Kim did not play for the entire 2010–11 season due to a controversial lawsuit he had filed against the Orions. He had been negotiating a renewed contract for a raised salary when changes in the team's management and the KBL's rules regarding salary caps led to a disagreement which then escalated into a public spat. The new management felt that his requested figure was too high and did not match his performances. When Kim refused to back down, the management sought to nullify his contract by any legal means and Kim filed a civil lawsuit against them, the first time in domestic basketball a player has taken his own team to court. As Kim was neither able to play for his own team or transfer to another team, the KBL removed him from its list of registered players for that season, the first time such action had been taken against a player. The KBL stated that the action was taken for practical reasons and reiterated its official stance that both parties should settle their dispute privately. He dropped the lawsuit after he and the management both agreed to enter into mediation rather than engage in a protracted battle in court.

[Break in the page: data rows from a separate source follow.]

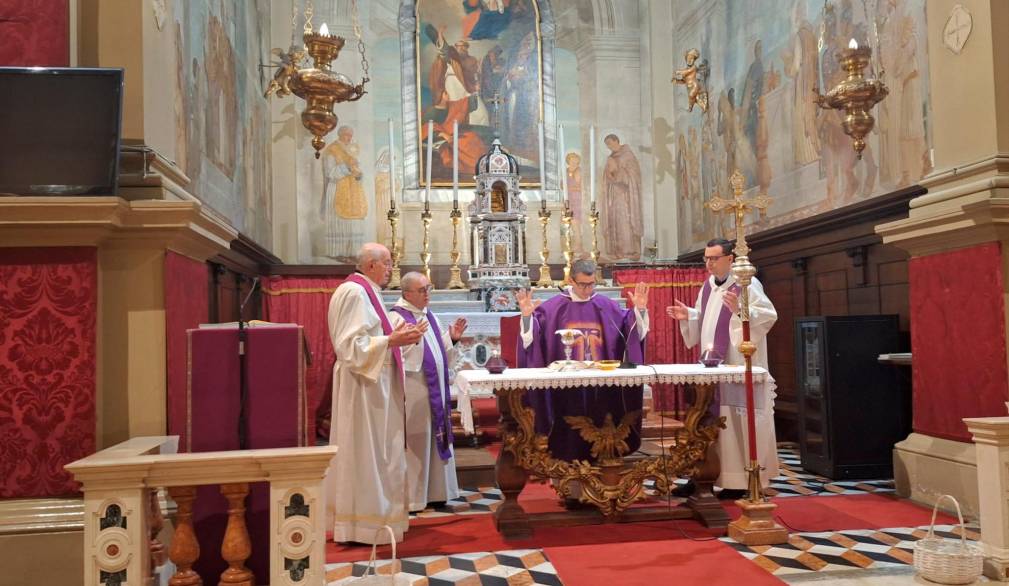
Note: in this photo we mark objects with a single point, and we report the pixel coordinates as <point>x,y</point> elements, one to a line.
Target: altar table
<point>611,484</point>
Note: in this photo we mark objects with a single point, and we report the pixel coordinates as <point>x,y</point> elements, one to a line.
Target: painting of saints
<point>344,205</point>
<point>622,201</point>
<point>478,66</point>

After the lawsuit ended, Kim was traded to Seoul Samsung Thunders for the 2011–12 season. His final years were plagued by injury, poor form and the Thunders' poor results in the league. Furthermore, the domestic game became more defense-oriented and players with tall and large physiques were more preferred, leaving players like Kim at a disadvantage. He eventually retired at the end of the 2013–14 season.

==Player profile==
At his prime, Kim was known for his speed and passing skills despite being one of the league's shortest players, even for a point guard by current KBL standards. During an era where domestic point guards were still mainly "pass first, score last" players, Kim was one of the earliest point guards in the KBL to average points in the double digits while maintaining high assist averages, paving the way for a younger generation of scoring-oriented point guards such as Kim Nak-hyeon and Heo Hoon to be more accepted by the domestic basketball world. In addition to contributing points and assists, he was known for utilizing his speed and lack of height to his advantage by causing turnovers, reflected in the fact that he led the league in steals for four seasons.

==Other activities==
Kim was a cast member in the variety show Real Men. In February 2017, he appeared on MBC's variety show King of Mask Singer (episode 99) as a contestant.

Kim returned to basketball and became a commentator for MBC Sports+ in 2017, covering KBL games. When KBL switched broadcasters to SPOTV, Kim moved to the new channel and continued.

==Personal life==
In May 2018, Kim married actress Han Jung-won. It was reported that they had divorced in November 2021. Han later clarified that they remained friends and that the divorce was mutual.